SABADO POR LA MAÑANA: CALATRAVA LA VIEJA

El punto de partida de esta ruta lo constituye la ciudad islámica de Calatrava la Vieja (Qalat Rabah), localizada al norte del término municipal de Carrión de Calatrava. Fue una importante ciudad islámica fundada en época omeya, a mitad de camino entre Córdoba y Toledo, de gran importancia estratégica ya que permitía controlar el cruce de caminos entre el camino principal de Córdoba a Toledo, el que unía Mérida con Calatayud y una posible tercera vía que uniera el levante con el occidente peninsular.

Qalat Rabah atesora entre sus ruinas cinco siglos de historia. En ella pueden observarse los distintos elementos habituales de las ciudades islámicas, como los arrabales, el foso, la muralla, la Medina y el Alcázar.

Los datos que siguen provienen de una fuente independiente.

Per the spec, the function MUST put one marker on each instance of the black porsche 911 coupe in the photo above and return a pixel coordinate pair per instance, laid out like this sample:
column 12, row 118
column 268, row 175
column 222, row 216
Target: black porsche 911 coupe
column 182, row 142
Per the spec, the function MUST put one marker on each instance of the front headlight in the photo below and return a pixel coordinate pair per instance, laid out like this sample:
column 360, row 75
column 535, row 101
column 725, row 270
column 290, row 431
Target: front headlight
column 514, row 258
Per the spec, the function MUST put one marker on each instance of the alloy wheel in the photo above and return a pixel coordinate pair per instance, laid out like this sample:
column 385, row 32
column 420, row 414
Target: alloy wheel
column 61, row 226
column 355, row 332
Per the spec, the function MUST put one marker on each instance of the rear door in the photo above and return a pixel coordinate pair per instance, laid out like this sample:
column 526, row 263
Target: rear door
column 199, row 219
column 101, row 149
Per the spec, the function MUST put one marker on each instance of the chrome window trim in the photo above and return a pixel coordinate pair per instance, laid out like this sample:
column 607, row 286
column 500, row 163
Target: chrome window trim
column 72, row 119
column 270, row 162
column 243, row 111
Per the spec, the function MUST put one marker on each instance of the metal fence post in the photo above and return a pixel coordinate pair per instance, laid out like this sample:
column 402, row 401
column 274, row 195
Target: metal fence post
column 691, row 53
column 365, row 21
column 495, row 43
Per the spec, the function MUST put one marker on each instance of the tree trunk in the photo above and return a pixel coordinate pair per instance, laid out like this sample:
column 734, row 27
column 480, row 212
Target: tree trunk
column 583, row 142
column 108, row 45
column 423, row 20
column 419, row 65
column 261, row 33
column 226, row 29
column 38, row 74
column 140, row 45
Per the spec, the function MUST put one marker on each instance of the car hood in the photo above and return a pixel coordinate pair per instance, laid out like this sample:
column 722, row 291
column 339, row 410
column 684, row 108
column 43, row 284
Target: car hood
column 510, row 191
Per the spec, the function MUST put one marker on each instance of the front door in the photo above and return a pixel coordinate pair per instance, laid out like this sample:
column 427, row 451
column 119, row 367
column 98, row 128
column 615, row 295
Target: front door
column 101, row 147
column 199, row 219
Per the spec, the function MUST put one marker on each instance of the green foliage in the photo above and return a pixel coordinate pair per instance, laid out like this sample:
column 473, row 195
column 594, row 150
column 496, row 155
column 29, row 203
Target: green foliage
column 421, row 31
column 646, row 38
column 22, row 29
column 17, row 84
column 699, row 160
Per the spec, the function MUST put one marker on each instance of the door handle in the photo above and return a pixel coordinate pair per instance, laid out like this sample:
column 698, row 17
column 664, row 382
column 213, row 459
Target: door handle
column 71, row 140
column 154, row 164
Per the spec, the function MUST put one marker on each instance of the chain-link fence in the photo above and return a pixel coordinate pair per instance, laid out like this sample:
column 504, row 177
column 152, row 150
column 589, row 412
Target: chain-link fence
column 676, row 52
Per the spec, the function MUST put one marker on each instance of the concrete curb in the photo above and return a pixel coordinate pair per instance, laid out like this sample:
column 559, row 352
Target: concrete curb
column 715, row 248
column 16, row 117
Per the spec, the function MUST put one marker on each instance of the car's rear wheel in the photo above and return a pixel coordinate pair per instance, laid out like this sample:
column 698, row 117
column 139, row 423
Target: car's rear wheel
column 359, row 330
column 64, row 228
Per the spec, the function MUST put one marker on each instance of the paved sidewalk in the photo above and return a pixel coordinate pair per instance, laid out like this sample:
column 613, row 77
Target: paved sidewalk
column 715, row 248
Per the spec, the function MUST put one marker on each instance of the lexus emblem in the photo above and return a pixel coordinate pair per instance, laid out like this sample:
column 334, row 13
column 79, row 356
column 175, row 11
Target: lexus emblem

La primera referencia escrita sobre esta ciudad está fechada a finales del siglo VIII, durante el emirato de Abd al Rahman I. En ella ocurrieron importantes acontecimientos históricos como las luchas civiles que enfrentaron a los muladíes de Toledo con el poder central cordobés, así como las diversas rebeliones bereberes, lo que provocó su destrucción a manos de los toledanos en el año 853. Al Hakam, hermano del emir Muhammad I la reconstruyó al año siguiente con gentes venidas de la decadente Oreto, la antigua capital visigoda de la región. La importancia de la ciudad fue en aumento, pasando a convertirse en el punto más importante de apoyo del poder central cordobés, llegando a tener gobernadores nombrados directamente desde Córdoba.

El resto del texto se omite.